L'anthropologie a acquis ses lettres de noblesse en produisant des travaux qui ont privilégié l'idée d'une ressemblance des comportements individuels et d'une stabilité des attitudes collectives au sein d'un même ensemble prédéfini, ethnique, régional ou national. Ces régularités ont été pensées comme des systèmes obéissant eux-mêmes à des lois générales. Selon le credo fonctionnaliste, celui de l'anthropologie culturelle américaine, britannique ou française, les comportements, appréhendés synchroniquement, sont subordonnés à la nécessité de «renforcer la cohésion sociale», et la rédaction de monographies constitue l'un des meilleurs moyens de démontrer leur homogénéité.
Pour sa part, le credo structuraliste, celui des analyses structurales, plutôt françaises et inspirées par l'oeuvre de Claude Lévi-Strauss, suggère que ces mêmes comportements entretiennent entre eux des relations logiques formant des systèmes symboliques dotés d'une efficacité propre. Chacun d'eux pourra alors être étudié comme une langue singulière dont la grammaire révélera les structures sous-jacentes aux apparences. Il serait injuste de nier l'importance de ces recherches pour l'histoire de la discipline et pour la grande quantité de matériaux qu'elles ordonnent. Il reste toutefois à se demander si ces mises en ordre ne viennent pas confirmer l'idée d'une réalité sociale fondamentalement statique et si leur portée n'est pas considérablement limitée dès lors qu'on adopte une conception plus historique des faits. Ce livre aborde ainsi les problèmes posés par une redéfinition de la réalité sociale en termes de processus. Simultanément, il critique les procédures le plus souvent implicites auxquelles il est fait appel pour livrer des énoncés généraux qui englobent d'un coup une société, une aire culturelle ou une civilisation.
La diversité des travaux anthropologiques et sociologiques interdit bien sûr de les ramener à un seul type de description et d'analyse. Ceux qui adoptent une perspective historique (plus souvent globale que microsociale) font apparaître a contrario les caractéristiques propres aux études qui contournent l'histoire. Logique fonctionnelle et logique structurale, en effet, malgré leurs différences, s'accordent pour se démarquer de tout point de vue historique. C'est à ce titre que cet ouvrage les critique en les désignant par commodité sous le terme générique d'anthropologie (ou d'anthropologique) pour lui opposer le projet d'une anthropologie critique et historique.

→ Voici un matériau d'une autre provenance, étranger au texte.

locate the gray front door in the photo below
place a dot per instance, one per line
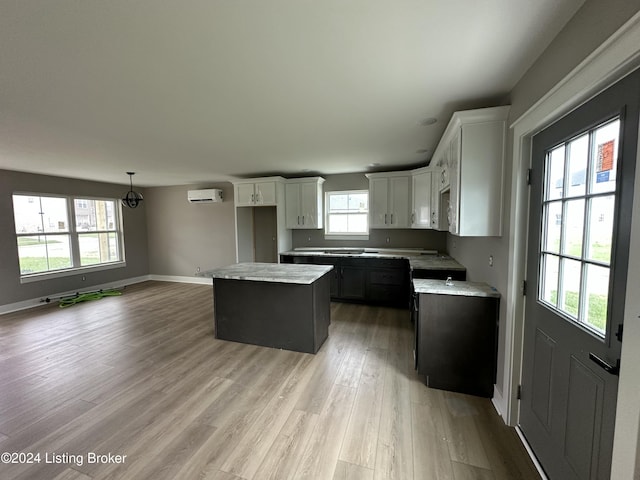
(580, 217)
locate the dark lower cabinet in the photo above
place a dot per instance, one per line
(351, 285)
(366, 280)
(456, 342)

Avec la psychologie, l'anthropologie est la science sociale la plus encline à tenir des propos généraux et totalisants qui auraient valeur de lois, soit à propos de larges ensembles (tel peuple, telle culture, etc.), soit à propos de la société, voire de l'Humanité. Qu'il s'agisse, par exemple, de la nature supposée analogique de la pensée chinoise, de l'opposition entre le sacré et le profane, des logiques classificatoires de toute pensée, etc., cette propension à monter vite et fort en généralité à partir d'observations in situ et de comparaisons tous azimuts vient concurrencer aussi la philosophie dans ses aspects les moins techniques, voire la religion. La validité scientifique de ces grands schémas est contestable.